Hut site, Crohane, Co. Kerry
Co. Kerry |
Settlement Sites
On a south-south-west-facing slope above the rough commonage of Crohane in County Kerry, a single course of widely spaced stones breaks the surface of the bog.
Beneath and around them, the collapsed remains of a drystone wall trace the outline of a structure barely two metres across, its subcircular shape just legible if you know what you are looking for. The wall, once perhaps the full enclosure of a small hut, has sunk to a height of roughly thirty centimetres, its stones spread to a width of about half a metre. It is the kind of thing that reads as nothing at all to a passing eye, and as something quietly significant once you pause over it.

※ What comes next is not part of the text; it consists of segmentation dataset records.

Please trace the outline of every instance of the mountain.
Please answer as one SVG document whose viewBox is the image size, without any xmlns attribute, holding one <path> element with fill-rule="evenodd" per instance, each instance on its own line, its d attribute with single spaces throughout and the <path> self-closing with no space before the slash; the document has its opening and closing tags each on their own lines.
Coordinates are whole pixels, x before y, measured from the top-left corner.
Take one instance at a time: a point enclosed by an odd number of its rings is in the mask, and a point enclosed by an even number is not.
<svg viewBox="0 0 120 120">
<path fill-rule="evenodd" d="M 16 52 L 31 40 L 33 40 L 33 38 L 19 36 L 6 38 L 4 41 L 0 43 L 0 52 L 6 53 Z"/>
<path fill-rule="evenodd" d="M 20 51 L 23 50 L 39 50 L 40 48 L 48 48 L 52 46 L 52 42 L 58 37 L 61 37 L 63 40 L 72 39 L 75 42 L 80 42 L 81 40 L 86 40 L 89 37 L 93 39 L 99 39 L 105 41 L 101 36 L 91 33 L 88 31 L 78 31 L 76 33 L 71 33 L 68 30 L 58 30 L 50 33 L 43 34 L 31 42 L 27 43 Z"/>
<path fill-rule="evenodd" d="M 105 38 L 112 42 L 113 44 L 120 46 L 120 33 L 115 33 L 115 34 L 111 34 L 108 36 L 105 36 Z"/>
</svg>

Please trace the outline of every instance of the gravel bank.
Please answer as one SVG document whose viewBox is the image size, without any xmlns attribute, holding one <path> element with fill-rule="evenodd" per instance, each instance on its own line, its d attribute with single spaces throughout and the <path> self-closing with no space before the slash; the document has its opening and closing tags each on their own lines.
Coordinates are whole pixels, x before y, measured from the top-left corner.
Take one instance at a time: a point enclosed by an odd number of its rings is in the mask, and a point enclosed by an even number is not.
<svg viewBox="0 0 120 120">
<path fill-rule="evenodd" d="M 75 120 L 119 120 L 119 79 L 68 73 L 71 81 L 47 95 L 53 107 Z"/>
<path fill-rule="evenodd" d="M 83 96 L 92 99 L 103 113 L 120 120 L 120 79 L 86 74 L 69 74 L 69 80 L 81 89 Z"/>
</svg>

Drystone construction of this kind, built without mortar, was used across Ireland for millennia, from prehistoric shelters through to the seasonal huts associated with transhumance, the practice of moving livestock to upland grazing in summer. Crohane sits in precisely the landscape where such temporary or semi-permanent occupation would have made sense, on the rocky break of a slope where a herder or a small farming family might have sheltered for a season. The hut's modest dimensions, less than two metres in either direction, suggest a functional rather than a residential purpose. What makes the site stranger still is that a second hut site lies approximately five metres to the north, the two structures close enough to suggest they were used together, though whether simultaneously or across different periods is not recorded.